Federal Court Simultaneously Rejects and Upholds EEOC’s Positions on Wellness Programs – Rejects Employer’s ADA “Safe Harbor” Defense
In a much anticipated decision, a Wisconsin federal district court has granted Orion Energy Systems, Inc.’s summary judgment on the EEOC’s challenge to its wellness program design. While largely good news for Orion, the ruling creates even more confusion for employers seeking clarity on wellness program design principles. In short, the Court: 1) rejected the EEOC’s claim that the wellness program violated the ADA because it was “involuntary;” 2) upheld the EEOC’s position that the ADA’s “safe harbor” for insurance could not be used to defend the wellness program design; and 3) held there was a triable issue on whether the employer’s termination of an employee who refused to participate in the wellness program was unlawful retaliation under the ADA. The case lives on due to the retaliation claim but many employers are scratching their heads on what the ADA requires for wellness programs going forward.
The EEOC’s complaint alleged that Orion required employees to complete a health risk assessment, as part of the wellness program, or pay 100 percent of their health insurance premiums and retaliated against an employee who declined to participate in the screenings. Orion claimed its wellness program was protected by the ADA’s “safe harbor” provision satisfied the ADA requirements of “voluntariness” under 42 U.S.C. §12112(d)(4)(B).
In analyzing whether the ADA’s “safe harbor” provision applies to Orion’s wellness program, the Court applied retroactively the EEOC’s new ADA wellness regulation, which specifically states that the “safe harbor” provision does not apply to wellness programs. This ruling should concern employers who have relied on the ADA’s “safe harbor” provision in designing wellness programs.

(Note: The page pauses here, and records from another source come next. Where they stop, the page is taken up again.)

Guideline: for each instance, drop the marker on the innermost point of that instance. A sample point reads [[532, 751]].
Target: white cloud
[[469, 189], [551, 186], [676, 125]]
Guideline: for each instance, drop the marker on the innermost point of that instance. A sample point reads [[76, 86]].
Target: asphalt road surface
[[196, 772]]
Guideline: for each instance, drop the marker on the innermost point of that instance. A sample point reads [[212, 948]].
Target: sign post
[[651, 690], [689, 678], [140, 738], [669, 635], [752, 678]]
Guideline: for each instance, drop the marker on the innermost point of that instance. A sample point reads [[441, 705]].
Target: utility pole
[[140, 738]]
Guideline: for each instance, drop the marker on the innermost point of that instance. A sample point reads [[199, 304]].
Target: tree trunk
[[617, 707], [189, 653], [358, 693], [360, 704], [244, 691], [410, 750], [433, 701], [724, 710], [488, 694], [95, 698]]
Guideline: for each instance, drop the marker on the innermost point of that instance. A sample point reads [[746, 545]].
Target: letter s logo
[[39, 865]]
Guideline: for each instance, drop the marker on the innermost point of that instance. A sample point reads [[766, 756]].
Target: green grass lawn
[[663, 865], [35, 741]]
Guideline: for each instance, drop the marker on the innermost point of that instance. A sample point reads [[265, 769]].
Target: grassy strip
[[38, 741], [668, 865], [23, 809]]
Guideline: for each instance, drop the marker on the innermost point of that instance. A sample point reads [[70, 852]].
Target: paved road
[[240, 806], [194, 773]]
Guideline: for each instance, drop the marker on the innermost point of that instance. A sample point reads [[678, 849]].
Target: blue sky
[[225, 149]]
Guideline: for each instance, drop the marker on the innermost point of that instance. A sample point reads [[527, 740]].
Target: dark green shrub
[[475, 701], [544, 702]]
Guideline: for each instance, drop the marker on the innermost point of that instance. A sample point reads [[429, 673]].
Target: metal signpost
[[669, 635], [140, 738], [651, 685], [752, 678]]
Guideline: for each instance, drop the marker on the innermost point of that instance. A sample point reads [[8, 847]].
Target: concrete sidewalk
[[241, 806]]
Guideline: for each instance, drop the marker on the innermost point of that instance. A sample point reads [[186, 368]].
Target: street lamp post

However, in a surprising move, the Court concluded, contrary to the EEOC’s position, that the medical inquiries that triggered potential ADA’s protection – the requirement that employees complete a health risk appraisal – were voluntary. Although the Court briefly mentions the 30 percent cap on financial incentives found in the EEOC’s new ADA wellness regulations, because the EEOC did not argue that the cap applied retroactively, the Court did not consider its effect on Orion’s wellness program. Instead, the Court focused on a question the EEOC likely thought was a “slam dunk” – whether requiring employees who chose not to answer the HRA to pay 100 percent of their health premiums rendered the medical inquiries “involuntary.” The Court found that the wellness design was “voluntary” because, while the options of either participating in the screening or pay 100 percent of premiums could be considered a hard choice, it was still a choice and the employee had the option of deciding whether or not to participate in the wellness program without the risk of losing participation in the group health insurance plan. As a result of the determination that participation was optional, the Court held that Orion conducted voluntary medical examinations as part of its wellness program pursuant to 42 U.S.C. § 12112(d)(4)(B).
This ruling renders a completely different result than the decision of the Western District of Wisconsin in EEOC v. Flambeau, Inc. Only time will tell whether the Court’s ruling is followed by other federal courts.